Artwork
One of four drawings of Mughal architecture.

One of four drawings of Mughal architecture. is a paint painting by the Mughal Painting artist Mazhar Ali Khan. It dates from 1840 and is held in the collection of the Victoria and Albert Museum.
About this work
His style mixes Mughal details with European shading he learned from British artists.
This drawing shows a tall Mughal tower with delicate arches and pointed domes. It’s one of four views of royal buildings, drawn around 1840. Soft colors and fine lines make the stonework look almost real.
The artist, Mazhar Ali Khan, worked in India under British rule. His style mixes Mughal details with European shading he learned from British artists. You can see this in how light gently fades on the domes.

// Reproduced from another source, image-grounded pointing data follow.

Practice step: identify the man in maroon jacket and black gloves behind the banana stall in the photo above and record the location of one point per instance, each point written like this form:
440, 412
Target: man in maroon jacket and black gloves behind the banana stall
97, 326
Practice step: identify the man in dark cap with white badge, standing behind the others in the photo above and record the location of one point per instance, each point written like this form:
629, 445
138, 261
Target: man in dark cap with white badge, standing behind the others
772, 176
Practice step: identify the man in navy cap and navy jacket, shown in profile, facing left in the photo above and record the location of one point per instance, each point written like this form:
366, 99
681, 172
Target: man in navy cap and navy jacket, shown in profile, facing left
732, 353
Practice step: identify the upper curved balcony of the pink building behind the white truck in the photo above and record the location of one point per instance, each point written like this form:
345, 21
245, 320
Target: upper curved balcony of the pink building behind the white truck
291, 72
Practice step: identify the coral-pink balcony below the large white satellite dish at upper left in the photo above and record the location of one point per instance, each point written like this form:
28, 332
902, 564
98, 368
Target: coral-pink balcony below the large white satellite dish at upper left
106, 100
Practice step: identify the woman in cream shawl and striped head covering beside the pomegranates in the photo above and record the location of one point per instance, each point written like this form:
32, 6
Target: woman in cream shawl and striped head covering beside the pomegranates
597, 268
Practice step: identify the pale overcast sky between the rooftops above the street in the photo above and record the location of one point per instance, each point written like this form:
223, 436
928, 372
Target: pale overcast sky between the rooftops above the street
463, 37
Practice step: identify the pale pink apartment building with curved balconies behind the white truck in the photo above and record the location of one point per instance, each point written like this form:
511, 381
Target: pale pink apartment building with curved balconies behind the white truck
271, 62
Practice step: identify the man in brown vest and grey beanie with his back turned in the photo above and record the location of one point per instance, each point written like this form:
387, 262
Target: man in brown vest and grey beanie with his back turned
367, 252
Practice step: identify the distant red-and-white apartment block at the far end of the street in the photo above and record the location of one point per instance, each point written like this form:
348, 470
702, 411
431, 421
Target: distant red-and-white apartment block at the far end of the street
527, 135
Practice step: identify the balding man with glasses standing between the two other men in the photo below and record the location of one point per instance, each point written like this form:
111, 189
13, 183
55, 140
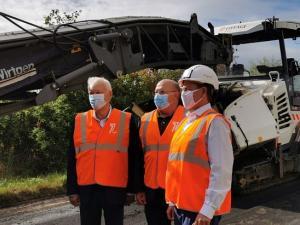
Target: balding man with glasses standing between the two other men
156, 131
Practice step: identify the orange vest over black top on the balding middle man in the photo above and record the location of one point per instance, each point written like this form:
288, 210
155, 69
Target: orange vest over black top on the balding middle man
156, 146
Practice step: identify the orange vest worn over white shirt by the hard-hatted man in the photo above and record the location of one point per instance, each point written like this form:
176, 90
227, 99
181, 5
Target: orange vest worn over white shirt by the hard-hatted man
188, 168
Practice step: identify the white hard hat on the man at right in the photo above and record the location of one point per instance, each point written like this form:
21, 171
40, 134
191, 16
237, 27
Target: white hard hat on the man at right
201, 74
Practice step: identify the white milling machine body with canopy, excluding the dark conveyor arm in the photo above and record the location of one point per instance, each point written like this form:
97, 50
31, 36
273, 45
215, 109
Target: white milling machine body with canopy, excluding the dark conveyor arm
264, 108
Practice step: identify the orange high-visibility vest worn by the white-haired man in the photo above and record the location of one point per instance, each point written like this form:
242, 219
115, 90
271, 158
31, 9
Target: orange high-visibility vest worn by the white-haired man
101, 153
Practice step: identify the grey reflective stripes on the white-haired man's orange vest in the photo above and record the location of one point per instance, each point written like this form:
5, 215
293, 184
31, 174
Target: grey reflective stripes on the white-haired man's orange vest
98, 147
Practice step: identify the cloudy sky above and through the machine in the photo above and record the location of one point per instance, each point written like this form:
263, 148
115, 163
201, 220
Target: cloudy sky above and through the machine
219, 12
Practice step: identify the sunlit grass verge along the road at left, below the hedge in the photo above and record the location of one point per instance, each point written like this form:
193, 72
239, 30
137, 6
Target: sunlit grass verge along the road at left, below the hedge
14, 191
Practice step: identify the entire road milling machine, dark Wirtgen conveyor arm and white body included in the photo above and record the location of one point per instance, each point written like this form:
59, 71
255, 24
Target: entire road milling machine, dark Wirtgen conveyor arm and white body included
37, 65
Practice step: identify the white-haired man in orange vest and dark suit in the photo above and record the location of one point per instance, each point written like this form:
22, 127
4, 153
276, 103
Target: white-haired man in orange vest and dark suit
104, 160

Try looking up his other Mughal views at the Victoria and Albert Museum.
Overview
Created around 1840, this drawing is one of four architectural views produced by Mazhar Ali Khan, a Delhi-based artist active during the decline of Mughal patronage. Commissioned by Sir Thomas Metcalfe for his personal album, the Delhi Book, the series documents Mughal monuments with precision. The works reflect a hybrid aesthetic shaped by both indigenous traditions and the observational methods introduced by British colonial figures.
Subject & Meaning
The drawing depicts a prominent Mughal tower characterized by slender arches and pointed domes, likely part of a royal complex in Delhi. Rather than idealizing the structures, the artist presents them as documented landmarks, emphasizing their physical presence over symbolic grandeur. This approach aligns with the colonial interest in cataloging India’s built heritage, transforming architecture into a subject of record rather than reverence.
Technique & Style
Mazhar Ali Khan employed fine ink lines and muted washes to render stone surfaces with subtle gradations of light. The soft fading of tones across domes and minarets reveals European-influenced chiaroscuro, adapted to Mughal decorative forms. The delicate handling of texture and scale suggests close observation, blending the precision of topographical drawing with the ornamental sensitivity of local artistic practice.
History & Provenance
The four drawings were assembled by Sir Thomas Metcalfe, a British administrator and collector, as part of his Delhi Book, a visual record of Delhi’s monuments. After his death, the album entered the collection of the Victoria and Albert Museum, where it remains today. These works represent a transitional moment in Indian art, made for a Western audience yet executed by an Indian artist trained in Mughal conventions.
Context
Produced during the mid-19th century, these drawings emerged as Mughal imperial patronage waned and British colonial authority expanded. Artists like Khan adapted their skills to meet new demands: accurate depiction for administrative and antiquarian purposes. The resulting style—known as Company painting—reflected a cultural negotiation, where local aesthetics were reshaped to satisfy foreign expectations of documentation.
Legacy
Mazhar Ali Khan’s architectural drawings serve as valuable historical records of Delhi’s monuments before extensive 19th-century alterations. They illustrate how Indian artists navigated shifting patronage systems, integrating European techniques without abandoning indigenous visual languages. Today, the series stands as a quiet testament to the complex interplay of observation, adaptation, and cultural exchange under colonial rule.
Artist & collection
Artist
Mazhar Ali Khan was a late-Mughal era, 19th century painter from Delhi, working in the Company style of post-Mughal painting under Western influence.